Rastro en el Cielo

Rastro en el Cielo (*Traces en ciel*), publicada originalmente en 1988, representa una de las cumbres narrativas y gráficas de Claude de Ribaupierre, universalmente conocido como Derib. En esta obra, el autor suizo se aleja de la temática del western crepuscular de *Buddy Longway* y del tono infantil-juvenil de *Yakari* para adentrarse en un realismo humanista profundamente íntimo, centrado en una de las pasiones más antiguas del hombre: el deseo de volar y la búsqueda de la libertad absoluta.

La trama nos presenta a Jean, un joven que atraviesa esa etapa incierta de la vida en la que el futuro parece un horizonte difuso. Su existencia cambia de rumbo de manera irreversible cuando conoce a un veterano piloto, un hombre que pertenece a una estirpe de aviadores en peligro de extinción. A través de este mentor, Jean no solo descubre los secretos técnicos de la aeronáutica, sino que se sumerge en una filosofía de vida donde el cielo no es un límite, sino un espacio de autorrealización. La relación entre el maestro y el aprendiz es el eje vertebrador de la obra, construida sobre el respeto mutuo y la transmisión de un legado que va más allá de los mandos de una avioneta.

Derib utiliza esta premisa para rendir un homenaje explícito a los pioneros de la aviación, evocando el espíritu de figuras como Antoine de Saint-Exupéry o Jean Mermoz. El cómic no se queda en la superficie de la aventura técnica; explora la conexión espiritual entre el piloto y su máquina, y cómo el acto de elevarse sobre la tierra permite una perspectiva distinta sobre los problemas humanos. La narrativa avanza con un ritmo pausado, permitiendo que el lector respire la misma atmósfera que el protagonista, sintiendo el viento y la soledad del habitáculo.

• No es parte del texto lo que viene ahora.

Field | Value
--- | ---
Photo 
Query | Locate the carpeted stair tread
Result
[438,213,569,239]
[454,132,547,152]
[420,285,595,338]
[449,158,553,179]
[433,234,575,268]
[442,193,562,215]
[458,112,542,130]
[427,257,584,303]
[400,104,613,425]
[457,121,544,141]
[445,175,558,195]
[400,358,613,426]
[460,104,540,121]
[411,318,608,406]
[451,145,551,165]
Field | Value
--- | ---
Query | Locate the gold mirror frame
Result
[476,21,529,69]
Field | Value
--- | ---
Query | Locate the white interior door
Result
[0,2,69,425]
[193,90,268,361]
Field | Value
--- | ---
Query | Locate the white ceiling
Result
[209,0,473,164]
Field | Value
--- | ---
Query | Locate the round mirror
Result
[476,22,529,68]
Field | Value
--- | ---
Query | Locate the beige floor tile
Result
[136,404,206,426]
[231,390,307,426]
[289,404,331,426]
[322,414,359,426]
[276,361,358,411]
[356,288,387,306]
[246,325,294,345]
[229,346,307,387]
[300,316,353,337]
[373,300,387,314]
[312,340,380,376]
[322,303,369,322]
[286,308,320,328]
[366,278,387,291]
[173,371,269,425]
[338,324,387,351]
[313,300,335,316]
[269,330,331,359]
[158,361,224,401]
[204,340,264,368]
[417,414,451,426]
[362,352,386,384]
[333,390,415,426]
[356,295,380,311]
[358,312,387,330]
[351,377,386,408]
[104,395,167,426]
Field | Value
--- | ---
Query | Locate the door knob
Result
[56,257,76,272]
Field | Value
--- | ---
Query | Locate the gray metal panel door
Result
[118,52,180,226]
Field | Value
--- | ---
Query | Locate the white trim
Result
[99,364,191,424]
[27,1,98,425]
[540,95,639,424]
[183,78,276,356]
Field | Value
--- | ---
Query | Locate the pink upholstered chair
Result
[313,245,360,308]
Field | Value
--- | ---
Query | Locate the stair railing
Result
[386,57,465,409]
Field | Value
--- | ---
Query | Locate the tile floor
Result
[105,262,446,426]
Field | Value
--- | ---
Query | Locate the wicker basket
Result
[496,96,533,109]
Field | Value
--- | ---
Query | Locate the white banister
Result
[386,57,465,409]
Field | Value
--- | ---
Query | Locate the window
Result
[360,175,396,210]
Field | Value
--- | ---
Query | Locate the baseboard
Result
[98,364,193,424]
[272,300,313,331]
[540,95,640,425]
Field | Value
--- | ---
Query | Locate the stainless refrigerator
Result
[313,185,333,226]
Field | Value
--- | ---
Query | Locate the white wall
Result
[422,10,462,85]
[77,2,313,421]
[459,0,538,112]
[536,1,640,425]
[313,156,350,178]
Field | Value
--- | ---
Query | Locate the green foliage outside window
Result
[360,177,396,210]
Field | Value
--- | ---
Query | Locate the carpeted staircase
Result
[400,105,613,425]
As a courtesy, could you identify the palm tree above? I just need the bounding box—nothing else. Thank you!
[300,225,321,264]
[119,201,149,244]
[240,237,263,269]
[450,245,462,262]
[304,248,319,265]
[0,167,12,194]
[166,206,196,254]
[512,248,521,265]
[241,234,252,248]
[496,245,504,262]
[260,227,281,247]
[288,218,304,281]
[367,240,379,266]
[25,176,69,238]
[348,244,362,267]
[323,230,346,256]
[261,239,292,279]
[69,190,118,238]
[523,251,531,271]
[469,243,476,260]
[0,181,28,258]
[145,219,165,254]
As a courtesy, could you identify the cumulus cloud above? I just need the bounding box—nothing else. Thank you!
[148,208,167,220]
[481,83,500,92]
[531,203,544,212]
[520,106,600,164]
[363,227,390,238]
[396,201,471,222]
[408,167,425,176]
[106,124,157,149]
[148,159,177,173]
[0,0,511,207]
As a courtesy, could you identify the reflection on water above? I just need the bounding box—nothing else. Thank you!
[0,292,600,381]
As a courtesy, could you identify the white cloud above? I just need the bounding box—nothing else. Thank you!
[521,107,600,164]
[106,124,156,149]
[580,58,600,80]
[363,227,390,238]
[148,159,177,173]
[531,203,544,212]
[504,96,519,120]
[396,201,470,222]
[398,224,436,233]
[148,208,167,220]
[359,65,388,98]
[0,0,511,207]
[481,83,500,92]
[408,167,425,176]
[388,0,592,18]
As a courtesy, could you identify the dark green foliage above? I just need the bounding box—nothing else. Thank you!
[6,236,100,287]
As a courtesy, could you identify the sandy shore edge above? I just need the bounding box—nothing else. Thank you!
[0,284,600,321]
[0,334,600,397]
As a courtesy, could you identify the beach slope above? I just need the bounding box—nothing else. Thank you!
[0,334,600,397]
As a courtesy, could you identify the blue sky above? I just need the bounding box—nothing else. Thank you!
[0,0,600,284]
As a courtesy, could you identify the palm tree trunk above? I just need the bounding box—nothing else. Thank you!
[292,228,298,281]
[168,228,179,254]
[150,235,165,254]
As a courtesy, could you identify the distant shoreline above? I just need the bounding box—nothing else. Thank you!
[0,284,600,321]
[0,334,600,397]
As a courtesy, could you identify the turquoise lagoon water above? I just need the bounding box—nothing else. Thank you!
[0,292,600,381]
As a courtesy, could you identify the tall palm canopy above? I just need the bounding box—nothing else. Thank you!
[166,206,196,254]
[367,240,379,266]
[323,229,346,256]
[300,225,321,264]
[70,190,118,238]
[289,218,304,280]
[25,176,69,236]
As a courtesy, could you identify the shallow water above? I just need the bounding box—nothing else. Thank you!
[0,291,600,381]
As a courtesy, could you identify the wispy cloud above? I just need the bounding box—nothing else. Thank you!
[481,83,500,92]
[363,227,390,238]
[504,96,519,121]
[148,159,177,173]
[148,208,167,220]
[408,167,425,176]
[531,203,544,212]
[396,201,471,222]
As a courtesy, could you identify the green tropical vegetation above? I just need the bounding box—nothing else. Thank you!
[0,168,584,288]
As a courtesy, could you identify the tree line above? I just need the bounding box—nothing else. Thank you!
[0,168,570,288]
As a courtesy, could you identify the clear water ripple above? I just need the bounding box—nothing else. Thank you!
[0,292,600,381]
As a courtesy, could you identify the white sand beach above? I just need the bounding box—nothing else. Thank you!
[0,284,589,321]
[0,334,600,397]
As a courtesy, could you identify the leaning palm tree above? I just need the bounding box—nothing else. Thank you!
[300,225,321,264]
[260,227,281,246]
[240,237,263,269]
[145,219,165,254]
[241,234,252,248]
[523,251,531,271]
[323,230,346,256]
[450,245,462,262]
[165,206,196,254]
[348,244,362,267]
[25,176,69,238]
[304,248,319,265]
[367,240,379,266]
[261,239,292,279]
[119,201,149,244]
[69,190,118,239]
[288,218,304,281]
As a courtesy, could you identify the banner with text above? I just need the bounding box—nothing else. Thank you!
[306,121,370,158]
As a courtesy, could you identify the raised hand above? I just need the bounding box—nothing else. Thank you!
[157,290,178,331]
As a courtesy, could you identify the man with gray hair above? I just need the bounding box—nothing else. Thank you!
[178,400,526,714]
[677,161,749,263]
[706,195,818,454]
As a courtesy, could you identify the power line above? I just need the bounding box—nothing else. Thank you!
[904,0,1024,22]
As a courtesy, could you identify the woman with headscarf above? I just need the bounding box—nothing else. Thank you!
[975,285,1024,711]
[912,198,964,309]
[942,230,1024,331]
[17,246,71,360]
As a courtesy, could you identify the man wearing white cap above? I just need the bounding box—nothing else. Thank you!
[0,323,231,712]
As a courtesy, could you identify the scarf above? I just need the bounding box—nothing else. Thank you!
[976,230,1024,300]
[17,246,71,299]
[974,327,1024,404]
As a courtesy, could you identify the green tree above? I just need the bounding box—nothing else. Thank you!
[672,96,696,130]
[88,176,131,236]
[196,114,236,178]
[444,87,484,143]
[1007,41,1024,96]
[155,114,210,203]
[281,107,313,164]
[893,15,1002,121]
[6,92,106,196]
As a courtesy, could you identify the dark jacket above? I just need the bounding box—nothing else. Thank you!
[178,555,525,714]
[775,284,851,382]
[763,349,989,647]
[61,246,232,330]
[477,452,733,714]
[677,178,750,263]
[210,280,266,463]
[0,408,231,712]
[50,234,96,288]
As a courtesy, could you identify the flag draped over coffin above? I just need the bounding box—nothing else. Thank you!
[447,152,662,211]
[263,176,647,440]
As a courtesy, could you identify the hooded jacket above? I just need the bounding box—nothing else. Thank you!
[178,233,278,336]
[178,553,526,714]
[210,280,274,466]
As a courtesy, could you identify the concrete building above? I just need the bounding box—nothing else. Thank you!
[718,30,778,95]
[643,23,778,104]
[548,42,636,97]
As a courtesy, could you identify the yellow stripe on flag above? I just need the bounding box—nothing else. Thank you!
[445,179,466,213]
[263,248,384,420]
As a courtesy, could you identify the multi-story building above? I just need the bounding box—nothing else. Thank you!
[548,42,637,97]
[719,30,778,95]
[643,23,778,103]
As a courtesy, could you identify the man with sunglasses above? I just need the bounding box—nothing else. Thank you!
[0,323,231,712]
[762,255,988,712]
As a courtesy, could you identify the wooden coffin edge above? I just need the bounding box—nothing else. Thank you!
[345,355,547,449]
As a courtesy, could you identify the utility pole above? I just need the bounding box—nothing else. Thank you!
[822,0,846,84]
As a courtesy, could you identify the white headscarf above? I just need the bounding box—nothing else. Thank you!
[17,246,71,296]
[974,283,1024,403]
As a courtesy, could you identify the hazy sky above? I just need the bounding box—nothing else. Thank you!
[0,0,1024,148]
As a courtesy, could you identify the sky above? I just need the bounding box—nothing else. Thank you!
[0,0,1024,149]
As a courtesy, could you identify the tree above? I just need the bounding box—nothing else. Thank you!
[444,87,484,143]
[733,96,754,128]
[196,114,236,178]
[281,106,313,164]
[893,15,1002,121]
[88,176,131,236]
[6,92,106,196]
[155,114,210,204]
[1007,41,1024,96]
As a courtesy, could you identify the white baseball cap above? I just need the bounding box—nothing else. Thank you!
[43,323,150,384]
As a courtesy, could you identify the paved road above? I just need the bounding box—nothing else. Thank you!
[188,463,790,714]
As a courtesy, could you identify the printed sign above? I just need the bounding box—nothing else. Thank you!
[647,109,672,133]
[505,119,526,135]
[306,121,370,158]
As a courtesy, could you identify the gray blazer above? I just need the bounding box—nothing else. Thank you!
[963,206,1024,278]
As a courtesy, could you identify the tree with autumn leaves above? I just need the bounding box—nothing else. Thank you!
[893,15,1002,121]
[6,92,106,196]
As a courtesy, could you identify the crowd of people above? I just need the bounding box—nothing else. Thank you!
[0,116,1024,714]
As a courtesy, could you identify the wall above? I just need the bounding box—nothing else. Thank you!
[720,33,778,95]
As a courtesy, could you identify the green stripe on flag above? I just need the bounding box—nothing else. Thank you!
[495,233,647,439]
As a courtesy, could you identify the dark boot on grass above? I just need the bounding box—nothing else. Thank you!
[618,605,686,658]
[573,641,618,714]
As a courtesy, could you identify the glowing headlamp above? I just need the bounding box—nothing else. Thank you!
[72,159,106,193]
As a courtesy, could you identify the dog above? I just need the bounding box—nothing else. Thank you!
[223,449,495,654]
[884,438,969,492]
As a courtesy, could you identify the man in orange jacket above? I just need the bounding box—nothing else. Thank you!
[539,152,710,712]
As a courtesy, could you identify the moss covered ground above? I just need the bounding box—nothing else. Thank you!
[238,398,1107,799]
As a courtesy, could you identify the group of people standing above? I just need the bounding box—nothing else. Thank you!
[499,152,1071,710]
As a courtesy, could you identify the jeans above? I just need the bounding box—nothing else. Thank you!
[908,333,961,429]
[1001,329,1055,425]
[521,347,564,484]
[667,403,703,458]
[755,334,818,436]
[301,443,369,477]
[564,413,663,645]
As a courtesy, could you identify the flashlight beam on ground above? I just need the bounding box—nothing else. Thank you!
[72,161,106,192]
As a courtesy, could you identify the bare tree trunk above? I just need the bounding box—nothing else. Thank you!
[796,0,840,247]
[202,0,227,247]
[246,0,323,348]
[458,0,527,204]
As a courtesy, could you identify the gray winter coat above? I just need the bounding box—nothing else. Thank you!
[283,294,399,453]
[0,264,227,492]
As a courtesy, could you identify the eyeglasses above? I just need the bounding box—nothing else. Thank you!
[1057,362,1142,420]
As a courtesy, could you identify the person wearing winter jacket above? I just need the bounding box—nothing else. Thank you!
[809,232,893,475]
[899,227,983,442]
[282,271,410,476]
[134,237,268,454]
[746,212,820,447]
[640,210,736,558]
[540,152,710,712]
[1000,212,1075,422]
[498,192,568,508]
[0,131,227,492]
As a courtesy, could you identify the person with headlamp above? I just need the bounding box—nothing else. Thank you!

Desde el punto de vista visual, Rastro en el Cielo es un despliegue de maestría técnica. Derib es ampliamente reconocido por su capacidad para dibujar la naturaleza y los espacios abiertos, y aquí eleva esa habilidad a una nueva dimensión. El cielo deja de ser un simple fondo para convertirse en un personaje vivo. El autor juega con las luces del amanecer, las formaciones nubosas y las texturas del aire con una precisión casi poética. El diseño de los aviones, especialmente los modelos clásicos como el biplano Stampe, está realizado con un rigor documental asombroso, reflejando la fascinación del autor por la mecánica y la estética de la aviación clásica.

El dibujo se caracteriza por un trazo limpio pero vibrante, capaz de transmitir tanto la fragilidad de la estructura de tela y madera de los aviones antiguos como la inmensidad del paisaje alpino que suele enmarcar la acción. La composición de las planchas rompe a menudo las estructuras rígidas para ofrecer panorámicas espectaculares que invitan a la contemplación. El color, aplicado con una sensibilidad exquisita, refuerza la carga emocional de cada escena, desde la calidez de los hangares hasta el azul infinito de las cotas altas.

Temáticamente, la obra aborda la superación personal y la importancia de perseguir los sueños, incluso cuando estos parecen anacrónicos en un mundo cada vez más mecanizado y frío. Es un relato sobre la madurez, sobre dejar atrás la seguridad de la tierra firme para enfrentarse a los propios miedos en la inmensidad del firmamento. Derib logra que el lector comparta la fascinación de Jean por el vuelo, convirtiendo una experiencia técnica en una vivencia sensorial y emocional.

En resumen, Rastro en el Cielo es mucho más que un cómic sobre aviones. Es un testimonio gráfico sobre la pasión, un puente entre generaciones y un recordatorio de que, a veces, para encontrarse a uno mismo, es necesario despegar los pies del suelo. Una obra imprescindible para entender la faceta más reflexiva de Derib y un título fundamental dentro de la *bande dessinée* de corte realista y humanista.